O.J. Simpson był sądzony za zbrodnię. I ława przysięgłych go uniewinniła, pomimo świadczących przeciwko niemu dowodom. Teraz Simpson chce zarobić na tej zbrodni. 30 listopada ukaże się jego książka o morderstwie.

Tego już za wiele! Uznali tak między innymi dwaj gwiazdorzy telewizji Fox News i wezwali do bojkotu książki. Mimo że pracują w stacji należącej do Ruperta Murdocha, a książkę wydaje jego wydawnictwo. Fox News planuje też wywiad z O.J. Simpsonem promujący jego książkę.

"Nie będę oglądał show z Simpsonem ani nawet nie spojrzę na książkę. Jeśli jakaś firma będzie sponsorować ten telewizyjny program, nie kupię żadnego jej produktu - nigdy" - powiedział jeden z dziennikarzy. Głośno protestują też inne znane postaci i organizacje. Ich zdaniem, publikacja książki Simpsona i jej reklama jest wyjątkowo drastycznym przykładem udzielania autorowi pomocy w zarabianiu na zbrodni.
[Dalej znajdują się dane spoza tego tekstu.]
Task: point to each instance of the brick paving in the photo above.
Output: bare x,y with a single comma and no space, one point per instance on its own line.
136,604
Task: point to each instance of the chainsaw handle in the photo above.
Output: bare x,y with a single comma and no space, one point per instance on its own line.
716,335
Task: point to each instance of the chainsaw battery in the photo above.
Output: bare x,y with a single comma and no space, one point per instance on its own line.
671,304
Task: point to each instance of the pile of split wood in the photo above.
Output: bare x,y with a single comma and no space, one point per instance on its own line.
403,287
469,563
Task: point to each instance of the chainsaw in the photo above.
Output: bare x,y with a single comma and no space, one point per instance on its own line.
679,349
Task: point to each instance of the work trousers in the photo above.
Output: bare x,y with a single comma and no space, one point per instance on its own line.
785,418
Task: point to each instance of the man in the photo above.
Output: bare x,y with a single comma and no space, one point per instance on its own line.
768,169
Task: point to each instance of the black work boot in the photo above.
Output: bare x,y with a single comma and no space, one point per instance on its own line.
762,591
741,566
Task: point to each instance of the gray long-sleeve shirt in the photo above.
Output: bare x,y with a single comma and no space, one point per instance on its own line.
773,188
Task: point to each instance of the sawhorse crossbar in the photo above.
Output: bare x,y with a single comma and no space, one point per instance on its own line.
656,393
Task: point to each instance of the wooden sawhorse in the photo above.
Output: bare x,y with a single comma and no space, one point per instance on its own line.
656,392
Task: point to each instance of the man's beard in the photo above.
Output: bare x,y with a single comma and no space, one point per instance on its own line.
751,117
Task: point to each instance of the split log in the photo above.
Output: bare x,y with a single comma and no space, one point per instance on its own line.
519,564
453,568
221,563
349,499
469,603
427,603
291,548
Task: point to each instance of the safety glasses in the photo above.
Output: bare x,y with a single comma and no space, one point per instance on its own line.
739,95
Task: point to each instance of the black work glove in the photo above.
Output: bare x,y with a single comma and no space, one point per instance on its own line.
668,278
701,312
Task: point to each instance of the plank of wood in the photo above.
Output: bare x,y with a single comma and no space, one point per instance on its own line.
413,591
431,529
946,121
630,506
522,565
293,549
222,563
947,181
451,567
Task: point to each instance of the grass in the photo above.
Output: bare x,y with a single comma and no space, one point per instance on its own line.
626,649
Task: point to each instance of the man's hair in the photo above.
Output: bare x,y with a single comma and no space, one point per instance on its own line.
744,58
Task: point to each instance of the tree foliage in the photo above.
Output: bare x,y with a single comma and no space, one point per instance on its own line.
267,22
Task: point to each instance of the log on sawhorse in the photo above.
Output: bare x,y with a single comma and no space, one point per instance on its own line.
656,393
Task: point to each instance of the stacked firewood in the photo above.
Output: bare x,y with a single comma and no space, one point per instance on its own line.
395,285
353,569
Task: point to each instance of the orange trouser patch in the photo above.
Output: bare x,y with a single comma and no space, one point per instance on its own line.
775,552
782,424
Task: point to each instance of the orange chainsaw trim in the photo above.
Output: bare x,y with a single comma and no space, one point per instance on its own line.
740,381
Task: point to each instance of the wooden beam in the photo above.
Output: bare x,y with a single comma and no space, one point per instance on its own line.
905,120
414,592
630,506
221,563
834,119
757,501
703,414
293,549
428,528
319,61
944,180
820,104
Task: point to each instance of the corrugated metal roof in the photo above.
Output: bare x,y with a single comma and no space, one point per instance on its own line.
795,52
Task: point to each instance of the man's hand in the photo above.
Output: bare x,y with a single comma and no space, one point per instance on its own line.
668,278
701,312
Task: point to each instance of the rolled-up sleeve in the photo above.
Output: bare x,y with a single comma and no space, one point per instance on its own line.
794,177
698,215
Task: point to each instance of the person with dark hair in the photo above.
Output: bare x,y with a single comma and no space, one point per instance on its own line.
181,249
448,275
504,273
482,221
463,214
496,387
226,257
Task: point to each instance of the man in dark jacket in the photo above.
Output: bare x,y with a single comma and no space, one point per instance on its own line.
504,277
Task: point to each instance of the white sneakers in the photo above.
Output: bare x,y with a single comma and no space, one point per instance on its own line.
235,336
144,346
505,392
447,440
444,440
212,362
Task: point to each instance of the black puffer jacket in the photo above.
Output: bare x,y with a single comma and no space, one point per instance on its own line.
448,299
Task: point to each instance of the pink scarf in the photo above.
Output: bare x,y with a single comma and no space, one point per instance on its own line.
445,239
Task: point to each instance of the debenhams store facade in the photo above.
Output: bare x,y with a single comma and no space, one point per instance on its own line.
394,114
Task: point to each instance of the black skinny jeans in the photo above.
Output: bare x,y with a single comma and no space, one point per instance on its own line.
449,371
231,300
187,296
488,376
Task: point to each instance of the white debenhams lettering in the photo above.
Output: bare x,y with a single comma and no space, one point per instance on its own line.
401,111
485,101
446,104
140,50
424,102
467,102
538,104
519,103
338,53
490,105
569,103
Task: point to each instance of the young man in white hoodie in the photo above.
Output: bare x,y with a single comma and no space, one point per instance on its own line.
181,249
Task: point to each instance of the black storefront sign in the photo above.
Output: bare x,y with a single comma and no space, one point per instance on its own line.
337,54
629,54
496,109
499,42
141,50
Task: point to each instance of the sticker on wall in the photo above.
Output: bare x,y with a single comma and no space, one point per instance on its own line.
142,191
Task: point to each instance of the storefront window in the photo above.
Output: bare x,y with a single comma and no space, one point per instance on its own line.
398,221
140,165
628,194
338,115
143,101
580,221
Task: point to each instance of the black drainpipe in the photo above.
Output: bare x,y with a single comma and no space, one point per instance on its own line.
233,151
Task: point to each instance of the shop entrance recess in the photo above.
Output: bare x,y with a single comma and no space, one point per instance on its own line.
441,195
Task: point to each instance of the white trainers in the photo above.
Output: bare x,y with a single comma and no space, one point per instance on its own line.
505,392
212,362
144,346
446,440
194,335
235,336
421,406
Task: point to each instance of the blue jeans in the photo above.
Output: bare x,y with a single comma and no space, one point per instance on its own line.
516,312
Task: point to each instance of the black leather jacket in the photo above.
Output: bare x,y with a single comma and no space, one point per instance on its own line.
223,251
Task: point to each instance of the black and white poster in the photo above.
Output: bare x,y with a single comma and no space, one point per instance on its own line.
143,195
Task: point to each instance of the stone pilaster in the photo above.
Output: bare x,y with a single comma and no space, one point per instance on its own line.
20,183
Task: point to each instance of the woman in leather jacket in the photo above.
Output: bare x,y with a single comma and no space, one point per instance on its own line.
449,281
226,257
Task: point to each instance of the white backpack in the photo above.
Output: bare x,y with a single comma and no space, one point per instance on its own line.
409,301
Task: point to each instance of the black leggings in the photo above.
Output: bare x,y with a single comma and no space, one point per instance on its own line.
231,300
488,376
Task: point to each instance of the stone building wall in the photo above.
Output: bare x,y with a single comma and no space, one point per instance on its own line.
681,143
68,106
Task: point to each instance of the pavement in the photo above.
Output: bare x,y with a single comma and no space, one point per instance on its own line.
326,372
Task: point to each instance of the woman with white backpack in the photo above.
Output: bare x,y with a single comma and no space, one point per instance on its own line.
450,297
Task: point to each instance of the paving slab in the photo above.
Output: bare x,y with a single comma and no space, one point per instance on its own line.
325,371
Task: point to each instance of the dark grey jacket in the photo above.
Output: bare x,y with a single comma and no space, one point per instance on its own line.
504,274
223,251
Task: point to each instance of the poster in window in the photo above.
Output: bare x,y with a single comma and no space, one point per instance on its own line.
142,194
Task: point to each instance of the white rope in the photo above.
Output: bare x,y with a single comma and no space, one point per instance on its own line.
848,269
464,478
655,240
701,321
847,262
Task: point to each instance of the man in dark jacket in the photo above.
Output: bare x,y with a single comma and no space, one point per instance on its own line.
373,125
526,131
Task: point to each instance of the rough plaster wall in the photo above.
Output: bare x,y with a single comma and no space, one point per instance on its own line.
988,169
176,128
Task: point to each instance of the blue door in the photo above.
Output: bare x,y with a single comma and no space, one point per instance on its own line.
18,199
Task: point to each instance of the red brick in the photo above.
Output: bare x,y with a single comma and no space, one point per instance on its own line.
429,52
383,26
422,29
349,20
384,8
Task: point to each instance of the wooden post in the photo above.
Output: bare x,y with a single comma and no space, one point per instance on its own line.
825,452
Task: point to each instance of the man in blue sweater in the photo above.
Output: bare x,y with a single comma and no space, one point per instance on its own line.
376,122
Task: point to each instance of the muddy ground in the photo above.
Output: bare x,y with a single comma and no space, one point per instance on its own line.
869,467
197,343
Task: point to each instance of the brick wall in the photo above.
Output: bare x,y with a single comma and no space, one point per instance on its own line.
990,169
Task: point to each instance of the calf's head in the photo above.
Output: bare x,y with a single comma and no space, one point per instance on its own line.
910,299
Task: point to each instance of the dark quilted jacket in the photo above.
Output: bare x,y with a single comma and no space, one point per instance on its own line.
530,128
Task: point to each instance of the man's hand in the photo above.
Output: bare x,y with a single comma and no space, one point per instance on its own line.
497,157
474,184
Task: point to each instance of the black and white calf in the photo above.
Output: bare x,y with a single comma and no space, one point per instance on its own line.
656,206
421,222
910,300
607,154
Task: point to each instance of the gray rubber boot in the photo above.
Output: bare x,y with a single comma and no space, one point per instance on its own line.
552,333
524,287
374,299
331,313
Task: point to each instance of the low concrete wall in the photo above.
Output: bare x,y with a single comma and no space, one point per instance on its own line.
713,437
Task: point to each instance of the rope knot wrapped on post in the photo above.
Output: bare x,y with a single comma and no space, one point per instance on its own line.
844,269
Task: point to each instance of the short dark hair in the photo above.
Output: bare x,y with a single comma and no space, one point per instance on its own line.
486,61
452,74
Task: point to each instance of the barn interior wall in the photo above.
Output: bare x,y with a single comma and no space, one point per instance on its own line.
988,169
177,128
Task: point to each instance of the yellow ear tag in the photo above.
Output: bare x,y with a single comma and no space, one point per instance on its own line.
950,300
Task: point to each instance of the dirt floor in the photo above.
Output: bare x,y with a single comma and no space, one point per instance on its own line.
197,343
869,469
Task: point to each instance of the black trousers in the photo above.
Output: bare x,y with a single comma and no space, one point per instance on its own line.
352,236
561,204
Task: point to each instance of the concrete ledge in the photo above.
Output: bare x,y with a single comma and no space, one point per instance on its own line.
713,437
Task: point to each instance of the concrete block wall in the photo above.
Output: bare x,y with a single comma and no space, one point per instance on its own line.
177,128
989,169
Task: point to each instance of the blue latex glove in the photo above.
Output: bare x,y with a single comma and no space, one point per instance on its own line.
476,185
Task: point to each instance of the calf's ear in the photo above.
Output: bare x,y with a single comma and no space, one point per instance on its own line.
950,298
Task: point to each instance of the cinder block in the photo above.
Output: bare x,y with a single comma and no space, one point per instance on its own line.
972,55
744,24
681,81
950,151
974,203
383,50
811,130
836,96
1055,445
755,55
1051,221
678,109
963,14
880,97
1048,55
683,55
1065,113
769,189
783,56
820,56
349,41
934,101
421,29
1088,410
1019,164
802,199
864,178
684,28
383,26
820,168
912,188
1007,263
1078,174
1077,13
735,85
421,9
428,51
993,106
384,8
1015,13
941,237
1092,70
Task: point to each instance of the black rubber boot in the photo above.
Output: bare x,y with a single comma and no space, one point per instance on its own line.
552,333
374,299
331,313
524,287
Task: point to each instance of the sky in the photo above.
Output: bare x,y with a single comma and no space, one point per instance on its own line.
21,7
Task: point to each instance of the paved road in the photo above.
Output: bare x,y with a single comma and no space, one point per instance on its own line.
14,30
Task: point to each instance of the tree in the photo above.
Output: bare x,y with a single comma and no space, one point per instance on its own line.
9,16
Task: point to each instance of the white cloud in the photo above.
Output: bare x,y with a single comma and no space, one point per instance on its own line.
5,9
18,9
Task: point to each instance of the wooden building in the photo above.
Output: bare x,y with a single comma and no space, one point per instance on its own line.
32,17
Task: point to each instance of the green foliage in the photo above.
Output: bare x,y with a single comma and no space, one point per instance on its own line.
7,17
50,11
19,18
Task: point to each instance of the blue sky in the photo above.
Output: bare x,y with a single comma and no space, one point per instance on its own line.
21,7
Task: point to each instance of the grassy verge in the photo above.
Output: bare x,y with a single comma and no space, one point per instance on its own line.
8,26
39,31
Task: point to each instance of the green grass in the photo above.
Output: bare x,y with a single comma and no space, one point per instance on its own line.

Zwłaszcza że niewinność Simpsona jest mocno wątpliwa. Czarnoskóry futbolista został bowiem uniewinniony przez ławę przysięgłych złożoną w większości z czarnych. A żona Simpsona była biała. Było to komentowane jako odwet Murzynów na białej Ameryce. Bo "białe" ławy przysięgłych wielokrotnie skazywały niesprawiedliwie czarnoskórych.